Big Ass Fans parachuted in with two Powerfoil®X2.0 fans, the dynamic AirGo® fan and the ultra-portable Black Jack®. The Powerfoil fans were deployed in the main museum hangar, where they’ve been keeping the museum’s 250,000 annual visitors protected from the Hawaiian heat. Because they generate a 10°F (6°C) cooling effect, Dehoff can leave his thermostat setpoint several degrees higher. This allows the A/C to run less frequently, resulting in a drastic reduction in energy use. All told, the museum’s power bill has plummeted to just $12,000, a 70 percent reduction in energy cost, since the installation of Big Ass Fans and other energy-saving measures.

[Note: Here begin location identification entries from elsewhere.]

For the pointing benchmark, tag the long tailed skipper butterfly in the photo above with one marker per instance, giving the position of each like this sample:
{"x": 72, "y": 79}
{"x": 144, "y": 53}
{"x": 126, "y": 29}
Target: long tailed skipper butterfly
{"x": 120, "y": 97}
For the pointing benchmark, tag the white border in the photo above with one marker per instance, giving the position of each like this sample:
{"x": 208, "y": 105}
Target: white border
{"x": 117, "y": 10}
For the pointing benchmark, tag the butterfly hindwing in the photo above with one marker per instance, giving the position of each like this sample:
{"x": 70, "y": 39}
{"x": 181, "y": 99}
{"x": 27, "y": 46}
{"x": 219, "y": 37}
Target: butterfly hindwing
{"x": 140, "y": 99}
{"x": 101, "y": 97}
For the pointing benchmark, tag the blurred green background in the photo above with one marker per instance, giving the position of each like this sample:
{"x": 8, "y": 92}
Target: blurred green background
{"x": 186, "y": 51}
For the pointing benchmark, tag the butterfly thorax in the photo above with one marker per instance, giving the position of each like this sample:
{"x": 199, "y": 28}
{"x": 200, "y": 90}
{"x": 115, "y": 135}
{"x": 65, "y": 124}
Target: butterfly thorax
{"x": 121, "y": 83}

The AirGo and Black Jack provide cooling breezes in the museum’s second hangar, where the museum’s restoration team stores, repairs and revitalizes vintage aircraft. According to Dehoff, the portable fans allow technicians to bring airflow around, under, and even inside the aircraft being worked on.

Airshows Need Airflow

The AirGo and the Black Jack not only provide mobile heat-beating power in the aircraft restoration hangar; they also taxi onto the tarmac during the museum’s outdoor events for spot cooling. At the museum’s Biggest Little Airshow in Hawaii, more than 15,000 people attended without breaking a sweat. “We put the AirGo and Black Jack in front of a Douglas C-47, and it looked like the wind was coming off of the engines!” said Dehoff. “People love to stand in front of them and cool off.”

Big Fans, Big Payoff

The results of Dehoff’s Big Ass energy intervention speak for themselves: a 70 percent reduction in monthly energy costs over the last decade. Spot cooling and powerful overhead fans have been a difference maker, according to Dehoff. Despite the exorbitant energy costs of its island location, the energy-efficient cooling ability of Big Ass Fans will help the Pacific Aviation Museum offer its high-octane mixture of history and entertainment to Honolulu for decades to come.